# der 100% thread



## Fettkloß (23. Februar 2005)

so leute - hab vorhin nochmal mit rocky telefoniert . wir machen jetzt nägel mit köpfen . rocky hat ja mal so ein anmeldeformular hier reingestellt - leider war die rückmeldung bis jetzt spärlich .

wir machen einiges von der gästezahl abhängig - soll heißen , wie werden getränke und futter gehandhabt ? wenn wirklich wenige kommen (ich sag mal so min.10 bis max.15 leute ) sollten auf jeden fall steaks und würste von jedem selber mitgebracht werden . wenns mehr werden also deutlich über 15 dann werden wir für für getränke und fleisch usw. sorgen - es gibt kein freibier oder sowas   das können wir uns bei den teuren bikes nicht leisten , die meisten haben ja noch zu zeiten gekauft wos kein direktvertrieb gab     

also in dem thread bitte nur antworten wenn ihr WIRKLICH kommen wollt !!!!
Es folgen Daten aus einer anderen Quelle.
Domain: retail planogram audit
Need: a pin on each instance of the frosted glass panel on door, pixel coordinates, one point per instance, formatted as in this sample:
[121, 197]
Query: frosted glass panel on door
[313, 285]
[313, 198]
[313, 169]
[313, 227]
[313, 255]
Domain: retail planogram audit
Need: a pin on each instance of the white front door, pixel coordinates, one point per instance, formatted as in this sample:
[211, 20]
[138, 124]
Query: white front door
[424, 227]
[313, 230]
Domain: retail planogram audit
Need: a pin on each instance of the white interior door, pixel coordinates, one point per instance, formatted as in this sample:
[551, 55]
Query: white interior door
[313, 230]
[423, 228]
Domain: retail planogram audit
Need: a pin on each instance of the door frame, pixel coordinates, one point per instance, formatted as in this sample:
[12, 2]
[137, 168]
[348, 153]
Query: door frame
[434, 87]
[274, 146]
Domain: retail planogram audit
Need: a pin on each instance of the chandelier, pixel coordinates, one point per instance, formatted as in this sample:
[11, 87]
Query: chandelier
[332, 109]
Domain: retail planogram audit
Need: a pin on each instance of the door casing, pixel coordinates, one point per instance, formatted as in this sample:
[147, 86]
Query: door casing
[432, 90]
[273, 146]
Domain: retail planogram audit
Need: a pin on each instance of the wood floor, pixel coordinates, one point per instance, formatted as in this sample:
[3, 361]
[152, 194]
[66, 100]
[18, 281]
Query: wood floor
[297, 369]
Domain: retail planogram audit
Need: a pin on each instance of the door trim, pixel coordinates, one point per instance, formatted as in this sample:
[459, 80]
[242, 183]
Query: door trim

eure anmeldung sollte ungefähr so aussehen wie ich es euch jetzt vormache , bitte schreibt mir nach   


ich fettkloß schwöre bei gott das ich alles in meiner macht stehende tun werde um 100% am supergeilen treffen der bergwerk union teilzunehmen --------- amen


----------



## daif (23. Februar 2005)

Ich daif schwöre bei gott das ich alles in meiner macht stehende tun werde um 100% am supergeilen treffen der bergwerk union teilzunehmen --------- amen

  

steaks selber mitbringen? hmmm da brauch ich aber 2 Kühltaschen..
und da sind keine Getränke mitgerechnet  

ich bin sozusagen der Prototyp des Antiveganers  
Ich bin absoluter Fleischfresserund beim Grillen kann ich zu hochform auflaufen 

FLEISCH IST MEIN GEMÜSE!!


----------



## MTB-News.de




----------



## chris84 (23. Februar 2005)

Ich chris84 schwöre bei gott das ich alles in meiner macht stehende tun werde um 100% am supergeilen treffen der bergwerk union teilzunehmen --------- amen

und ich gucke dass ich noch nen Kumpel mitbringe! wenn der mir verbindlich zugesagt hat kommt auch die Mail mit der offiziellen Anmeldung!

zum Fleisch: wir sind doch dort mitten im Wald   und einen kühlschrank haben wir wahrscheinlich auch nicht, oder? vielleicht sollte ich schonmal lernen, wie man Wildschweine und co fängt   

Gibts nen Festgelegten Zeitpunkt, bis zu dem alle verbindlichen Anmeldungen eingegangen sein sollten? wenn nicht solltet ihr einen festlegen...

Gruß
Chris


----------



## MB-Locke (24. Februar 2005)

Hi,

leider darf ich nicht teilnehmen, denn ich habe leider (noch) kein Bergwerk...

Das mit dem Essen... fragt doch mal die von dem Forumsteilnehmer über dem hier wann die ihr Wildsa*-Treffen machen...  dann wäre das mit dem Fangen vielleicht net soooo schwer   

OK, Spaß bei Seite!   Ich find das mit dem Treffen ne super Idee!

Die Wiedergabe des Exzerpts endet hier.